Key Differences Between One-Sided and Two-Sided Limits

1. What They Mean:

   • One-Sided Limit: This is when we look at what value a function gets close to as we come from one side:
     • Left-Hand Limit: This is written as $\lim_{x \to a^-} f(x)$. It shows the value as we approach from the left.
     • Right-Hand Limit: This one is written as $\lim_{x \to a^+} f(x)$. It shows the value as we come from the right.
   • Two-Sided Limit: This is when we check both sides. The limit exists if both one-sided limits give the same number:
     • We write it as $\lim_{x \to a} f(x) = L$ if $\lim_{x \to a^-} f(x) = \lim_{x \to a^+} f(x) = L$$.

2. When They Exist:

   • A two-sided limit won’t exist if the one-sided limits are different.

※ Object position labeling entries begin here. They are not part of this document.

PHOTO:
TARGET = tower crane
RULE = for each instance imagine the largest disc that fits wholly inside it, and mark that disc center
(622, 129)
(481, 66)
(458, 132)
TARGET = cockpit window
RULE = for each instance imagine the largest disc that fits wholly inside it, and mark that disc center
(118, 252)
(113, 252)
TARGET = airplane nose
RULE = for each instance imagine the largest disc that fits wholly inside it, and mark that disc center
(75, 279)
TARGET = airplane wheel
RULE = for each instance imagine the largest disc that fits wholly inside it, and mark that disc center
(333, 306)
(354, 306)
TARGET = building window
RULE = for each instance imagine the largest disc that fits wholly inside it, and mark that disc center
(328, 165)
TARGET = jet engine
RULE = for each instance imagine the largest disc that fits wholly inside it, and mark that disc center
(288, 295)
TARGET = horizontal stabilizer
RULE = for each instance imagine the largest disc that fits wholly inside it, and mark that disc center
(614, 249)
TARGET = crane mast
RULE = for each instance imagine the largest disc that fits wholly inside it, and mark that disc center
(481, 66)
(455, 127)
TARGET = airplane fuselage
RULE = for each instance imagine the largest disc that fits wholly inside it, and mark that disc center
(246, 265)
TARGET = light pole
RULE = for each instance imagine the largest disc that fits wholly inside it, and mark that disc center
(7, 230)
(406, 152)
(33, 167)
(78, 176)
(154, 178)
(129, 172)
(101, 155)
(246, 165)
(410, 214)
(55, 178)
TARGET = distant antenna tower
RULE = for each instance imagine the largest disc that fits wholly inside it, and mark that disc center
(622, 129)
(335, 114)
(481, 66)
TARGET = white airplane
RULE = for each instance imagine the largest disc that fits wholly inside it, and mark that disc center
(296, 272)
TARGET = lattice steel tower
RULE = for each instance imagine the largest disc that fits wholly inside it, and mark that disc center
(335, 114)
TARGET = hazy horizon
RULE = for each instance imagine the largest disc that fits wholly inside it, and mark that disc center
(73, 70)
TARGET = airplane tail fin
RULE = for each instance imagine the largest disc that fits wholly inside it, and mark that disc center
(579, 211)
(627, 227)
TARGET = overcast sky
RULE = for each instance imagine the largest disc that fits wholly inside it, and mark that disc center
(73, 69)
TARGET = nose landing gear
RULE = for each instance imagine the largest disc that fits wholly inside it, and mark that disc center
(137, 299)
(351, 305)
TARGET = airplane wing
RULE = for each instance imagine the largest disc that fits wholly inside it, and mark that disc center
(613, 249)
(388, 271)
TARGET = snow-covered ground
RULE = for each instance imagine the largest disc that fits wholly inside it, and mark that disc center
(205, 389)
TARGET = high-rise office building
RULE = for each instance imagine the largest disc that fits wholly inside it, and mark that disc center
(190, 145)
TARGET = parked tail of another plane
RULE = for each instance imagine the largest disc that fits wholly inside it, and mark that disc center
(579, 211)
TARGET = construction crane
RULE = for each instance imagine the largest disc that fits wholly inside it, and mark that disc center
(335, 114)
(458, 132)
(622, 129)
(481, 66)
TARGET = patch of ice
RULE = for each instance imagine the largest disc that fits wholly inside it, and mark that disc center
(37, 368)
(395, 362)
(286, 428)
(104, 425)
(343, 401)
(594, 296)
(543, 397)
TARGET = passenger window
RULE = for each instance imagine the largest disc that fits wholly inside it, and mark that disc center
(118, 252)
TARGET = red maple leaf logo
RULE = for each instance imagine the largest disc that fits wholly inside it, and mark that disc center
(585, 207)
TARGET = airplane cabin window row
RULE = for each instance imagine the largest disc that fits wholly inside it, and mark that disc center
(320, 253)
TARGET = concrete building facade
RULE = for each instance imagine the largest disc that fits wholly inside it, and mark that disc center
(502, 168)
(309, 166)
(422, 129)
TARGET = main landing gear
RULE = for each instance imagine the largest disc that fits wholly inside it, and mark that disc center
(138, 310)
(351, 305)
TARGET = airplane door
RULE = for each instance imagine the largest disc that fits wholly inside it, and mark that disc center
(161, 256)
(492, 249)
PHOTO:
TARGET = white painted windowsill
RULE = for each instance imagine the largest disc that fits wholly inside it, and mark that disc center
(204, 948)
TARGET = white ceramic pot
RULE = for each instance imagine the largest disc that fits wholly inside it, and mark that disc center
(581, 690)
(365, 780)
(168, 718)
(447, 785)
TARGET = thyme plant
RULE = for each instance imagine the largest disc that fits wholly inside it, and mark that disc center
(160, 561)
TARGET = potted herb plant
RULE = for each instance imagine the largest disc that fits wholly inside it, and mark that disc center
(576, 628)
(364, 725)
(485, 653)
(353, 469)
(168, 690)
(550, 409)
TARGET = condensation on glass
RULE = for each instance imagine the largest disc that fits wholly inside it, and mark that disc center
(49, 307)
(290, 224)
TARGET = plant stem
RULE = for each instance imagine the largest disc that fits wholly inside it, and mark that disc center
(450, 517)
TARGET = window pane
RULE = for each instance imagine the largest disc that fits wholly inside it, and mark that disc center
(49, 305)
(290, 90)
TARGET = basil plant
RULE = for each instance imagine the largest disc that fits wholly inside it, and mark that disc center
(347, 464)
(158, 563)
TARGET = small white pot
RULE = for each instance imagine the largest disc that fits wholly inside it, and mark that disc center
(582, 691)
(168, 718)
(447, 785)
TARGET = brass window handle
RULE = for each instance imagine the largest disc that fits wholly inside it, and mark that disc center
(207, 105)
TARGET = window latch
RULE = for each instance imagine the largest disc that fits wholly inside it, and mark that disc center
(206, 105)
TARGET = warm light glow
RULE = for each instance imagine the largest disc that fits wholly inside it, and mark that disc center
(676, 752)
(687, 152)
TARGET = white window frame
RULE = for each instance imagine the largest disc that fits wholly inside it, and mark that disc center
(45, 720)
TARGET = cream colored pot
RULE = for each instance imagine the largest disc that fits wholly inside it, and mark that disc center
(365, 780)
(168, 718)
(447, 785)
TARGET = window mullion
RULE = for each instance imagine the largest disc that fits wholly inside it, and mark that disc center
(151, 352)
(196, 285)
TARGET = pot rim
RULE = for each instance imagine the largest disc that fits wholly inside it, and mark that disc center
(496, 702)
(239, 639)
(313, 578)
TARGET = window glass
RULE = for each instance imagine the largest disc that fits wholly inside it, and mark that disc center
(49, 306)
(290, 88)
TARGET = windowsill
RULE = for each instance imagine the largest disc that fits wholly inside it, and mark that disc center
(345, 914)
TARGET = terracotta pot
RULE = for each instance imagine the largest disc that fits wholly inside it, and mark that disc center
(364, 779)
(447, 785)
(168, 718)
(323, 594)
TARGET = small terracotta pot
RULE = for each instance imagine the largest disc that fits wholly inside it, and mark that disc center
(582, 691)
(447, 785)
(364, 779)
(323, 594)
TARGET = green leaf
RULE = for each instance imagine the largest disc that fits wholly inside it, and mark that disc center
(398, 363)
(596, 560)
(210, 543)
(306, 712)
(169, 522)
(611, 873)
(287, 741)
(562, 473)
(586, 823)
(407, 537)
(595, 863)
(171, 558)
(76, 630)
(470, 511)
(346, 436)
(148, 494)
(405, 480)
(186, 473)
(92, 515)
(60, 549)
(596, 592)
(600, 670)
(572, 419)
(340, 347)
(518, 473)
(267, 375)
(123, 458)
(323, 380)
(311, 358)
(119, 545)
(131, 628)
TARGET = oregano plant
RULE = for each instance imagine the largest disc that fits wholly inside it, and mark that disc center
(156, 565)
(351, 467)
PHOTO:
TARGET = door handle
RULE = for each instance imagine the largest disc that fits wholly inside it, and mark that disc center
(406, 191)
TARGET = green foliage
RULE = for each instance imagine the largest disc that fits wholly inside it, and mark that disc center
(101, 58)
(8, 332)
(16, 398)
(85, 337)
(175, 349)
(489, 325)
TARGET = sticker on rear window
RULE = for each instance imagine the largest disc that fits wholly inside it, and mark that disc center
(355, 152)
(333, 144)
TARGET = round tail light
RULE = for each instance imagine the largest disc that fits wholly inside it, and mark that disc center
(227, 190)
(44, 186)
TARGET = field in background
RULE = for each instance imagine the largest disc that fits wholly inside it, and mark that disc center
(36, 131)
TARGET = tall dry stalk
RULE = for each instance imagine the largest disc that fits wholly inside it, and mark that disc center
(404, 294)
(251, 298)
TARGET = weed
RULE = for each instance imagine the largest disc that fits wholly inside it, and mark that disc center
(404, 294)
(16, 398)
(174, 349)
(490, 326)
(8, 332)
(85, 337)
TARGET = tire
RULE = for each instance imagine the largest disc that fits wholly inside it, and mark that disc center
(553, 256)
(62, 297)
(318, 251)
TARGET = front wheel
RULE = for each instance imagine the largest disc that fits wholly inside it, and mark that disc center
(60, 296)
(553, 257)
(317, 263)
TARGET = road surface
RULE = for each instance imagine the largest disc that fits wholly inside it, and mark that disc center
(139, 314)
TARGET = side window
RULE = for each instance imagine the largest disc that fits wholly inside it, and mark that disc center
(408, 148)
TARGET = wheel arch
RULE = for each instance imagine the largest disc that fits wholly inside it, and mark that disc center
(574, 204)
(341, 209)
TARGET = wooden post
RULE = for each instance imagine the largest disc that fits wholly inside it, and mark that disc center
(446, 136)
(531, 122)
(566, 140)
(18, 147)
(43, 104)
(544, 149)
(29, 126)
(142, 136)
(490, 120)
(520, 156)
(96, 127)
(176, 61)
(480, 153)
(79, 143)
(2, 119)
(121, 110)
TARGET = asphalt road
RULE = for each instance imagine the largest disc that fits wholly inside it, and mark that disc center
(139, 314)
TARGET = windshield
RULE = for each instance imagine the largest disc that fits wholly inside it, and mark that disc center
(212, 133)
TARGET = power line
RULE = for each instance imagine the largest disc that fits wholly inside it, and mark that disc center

For example, if we find that $\lim_{x \to a^-} f(x) = 2$ and $\lim_{x \to a^+} f(x) = 3$, then $\lim_{x \to a} f(x)$ does not exist.

3. How We Write Them:

   • We use special notes to show one-sided limits. A superscript (like $^-$ for left or $^+$ for right) tells you which side we mean. Two-sided limits are written simply without showing direction.

Knowing these differences helps us understand limits better and makes it easier to check if functions are continuous.